In the Bruins locker room at TD Garden, Chris Bourque, 26, smiles at the subject. He survived the old Boston Garden as a kid with his father, Hockey Hall of Famer Ray Bourque.
“I’m used to the smell,” he said. “I grew up in a locker room, so it doesn’t really bother me.
“My wife doesn’t like it so much. She says, ‘Get that stuff out of the house, go wash your hands, stuff like that.’
“It’s just sweaty old hockey equipment that has been worn for a long time. The stench doesn’t go away. In the NHL, the rooms are lot cleaner. They put in air fresheners and wash our equipment for us, so it’s a little bit better.”
Bruins defenseman Zdeno Chara, whose hockey bag never left the arenas in his native Slovakia, also thinks the smell is getting better in the NHL.
“Oh, they don’t stink as much as they used to,” said the Boston captain. “The technology of the equipment is better. The trainers do a great job; they’re washing gear at least once a month. But some guys still like wearing 10-year-old shoulder pads because they are more comfortable”
The Bruins were one of the first NHL teams to buy an $11,000 ozone-infused sanitizing machine to reduce bacteria and eliminate odor from equipment. Former Bruins center Joe Thornton developed a serious staph infection on his elbow in 2002 and then an infected cut above his eyebrow the following year that required hospitalization.
Now, 27 NHL teams have the Sani Sport cleaning units in their locker rooms.
“It’s not funny,” said Sani Sport president Steve Silver. “The smell is not the big deal; the fact that the smell is eliminated is a nice byproduct.
“The reality is that the smell is caused by upwards of a million living organisms on the average set of hockey or football equipment.
“You get an abrasion on your skin, and ironically the bacteria from the shoulder pad or the skate or whatever piece of equipment that is supposed to be protecting you, bacteria from there can seep into your skin and cause things like MRSA [methicillin-resistant staphylococcus aureus].
“It is resistant to most drugs, so unfortunately people die from MRSA and get very sick from other staph infections.”
The Bruins take all of this all very seriously.
“We’re very sensitive to that kind of stuff,” said defenseman Dennis Seidenberg. “You get a cut or just a little scratch, you’ve got to make sure you cover it with a Band-Aid and ointment.
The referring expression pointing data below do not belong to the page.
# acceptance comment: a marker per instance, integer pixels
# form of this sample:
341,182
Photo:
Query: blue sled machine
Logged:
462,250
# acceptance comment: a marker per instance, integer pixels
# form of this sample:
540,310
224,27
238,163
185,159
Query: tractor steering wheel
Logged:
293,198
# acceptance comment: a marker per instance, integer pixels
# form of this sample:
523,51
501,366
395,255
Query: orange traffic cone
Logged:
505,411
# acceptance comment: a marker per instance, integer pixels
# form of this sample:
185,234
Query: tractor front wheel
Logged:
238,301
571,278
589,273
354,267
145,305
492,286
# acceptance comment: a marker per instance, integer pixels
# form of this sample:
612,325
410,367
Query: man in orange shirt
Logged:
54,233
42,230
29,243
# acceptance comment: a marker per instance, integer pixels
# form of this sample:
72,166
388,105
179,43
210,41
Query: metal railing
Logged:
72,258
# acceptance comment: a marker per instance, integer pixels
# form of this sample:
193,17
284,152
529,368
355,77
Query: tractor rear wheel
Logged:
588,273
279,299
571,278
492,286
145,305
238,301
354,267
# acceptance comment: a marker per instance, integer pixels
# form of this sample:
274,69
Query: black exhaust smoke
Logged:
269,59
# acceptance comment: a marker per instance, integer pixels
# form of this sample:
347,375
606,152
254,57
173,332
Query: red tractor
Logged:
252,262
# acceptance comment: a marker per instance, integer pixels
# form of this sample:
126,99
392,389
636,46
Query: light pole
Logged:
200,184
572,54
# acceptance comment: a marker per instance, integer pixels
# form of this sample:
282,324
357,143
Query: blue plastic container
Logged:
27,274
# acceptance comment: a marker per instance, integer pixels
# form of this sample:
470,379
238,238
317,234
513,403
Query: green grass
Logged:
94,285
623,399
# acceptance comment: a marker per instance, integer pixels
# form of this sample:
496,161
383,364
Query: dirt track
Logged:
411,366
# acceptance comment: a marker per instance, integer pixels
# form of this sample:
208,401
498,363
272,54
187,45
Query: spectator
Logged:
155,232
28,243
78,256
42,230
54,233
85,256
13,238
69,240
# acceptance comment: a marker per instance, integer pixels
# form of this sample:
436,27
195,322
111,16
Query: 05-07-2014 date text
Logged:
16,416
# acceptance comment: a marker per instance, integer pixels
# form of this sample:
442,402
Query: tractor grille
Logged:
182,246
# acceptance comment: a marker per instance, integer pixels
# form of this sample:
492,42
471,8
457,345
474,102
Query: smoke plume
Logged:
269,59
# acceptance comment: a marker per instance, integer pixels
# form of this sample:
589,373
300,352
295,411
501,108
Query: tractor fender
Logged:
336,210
Make sure it doesn’t get inflamed. If some bacteria gets in, even a little scratch could be trouble.
“I got cut last year from [goalie] Timmy [Thomas’s] skate, and they stitched it and it did get infected. They had to open it up again and wash it out. I had to take all those antibiotics.”
A couple of the game’s greats say that cleanliness and odor elimination begin with young players taking care of their own dirty stuff.
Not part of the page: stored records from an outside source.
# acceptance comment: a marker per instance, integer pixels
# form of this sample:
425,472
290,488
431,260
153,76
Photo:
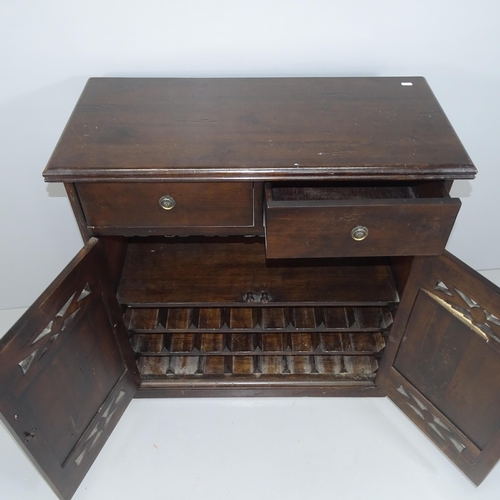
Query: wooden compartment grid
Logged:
338,342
At Hockey Town USA in Saugus, Ray Bourque skates incognito in an afternoon pickup game, steam rising from his broad shoulders as he heads to the locker room. Bourque says the problem begins with teenagers who just leave everything in the bag.
“They sweat and they don’t dry it out,” he said. “It doesn’t smell very good, but you’ve got to take care of it, just like anything else.
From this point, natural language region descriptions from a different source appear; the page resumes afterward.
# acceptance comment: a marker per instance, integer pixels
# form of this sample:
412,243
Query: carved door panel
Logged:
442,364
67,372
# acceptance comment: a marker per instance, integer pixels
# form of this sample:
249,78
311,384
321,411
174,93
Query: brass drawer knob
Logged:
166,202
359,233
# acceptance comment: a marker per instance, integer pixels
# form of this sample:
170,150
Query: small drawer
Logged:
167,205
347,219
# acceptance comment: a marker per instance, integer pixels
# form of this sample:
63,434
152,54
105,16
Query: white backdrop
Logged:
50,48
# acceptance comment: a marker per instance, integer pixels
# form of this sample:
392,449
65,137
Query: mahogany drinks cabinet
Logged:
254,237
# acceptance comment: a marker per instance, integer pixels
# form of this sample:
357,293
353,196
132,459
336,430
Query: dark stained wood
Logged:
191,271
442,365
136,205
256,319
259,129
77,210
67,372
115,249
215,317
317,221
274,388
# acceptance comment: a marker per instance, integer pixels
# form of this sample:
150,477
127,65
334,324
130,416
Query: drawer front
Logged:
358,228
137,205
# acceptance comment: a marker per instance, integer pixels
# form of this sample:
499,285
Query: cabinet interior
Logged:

“I had a spot at home that I aired out my stuff after I played, and that was that.”
Fellow Hall of Famer Bobby Orr thinks a reporter asking about smelly hockey bags is sniffing down the wrong path.
“I don’t know what smell you’re talking about,” he said.
So hockey gods don’t smell?
Orr smiles that still-boyish grin.
“I dried my equipment out as a kid,” he said. “Mine didn’t smell. I don’t remember my duffel bag having an odor.
“My last duffel bag is in Parry Sound, in the Hall of Fame up there. And I haven’t noticed that it smells.”
But what of mere mortals?
“Well, the problem we have is the kids expect the parents to carry the bag, hang the equipment up, and so on and so forth,” said Orr. “I took responsibility for my own and I didn’t wait for my parents to do that.
“The kids ought to be doing that themselves, and then it wouldn’t smell so bad.”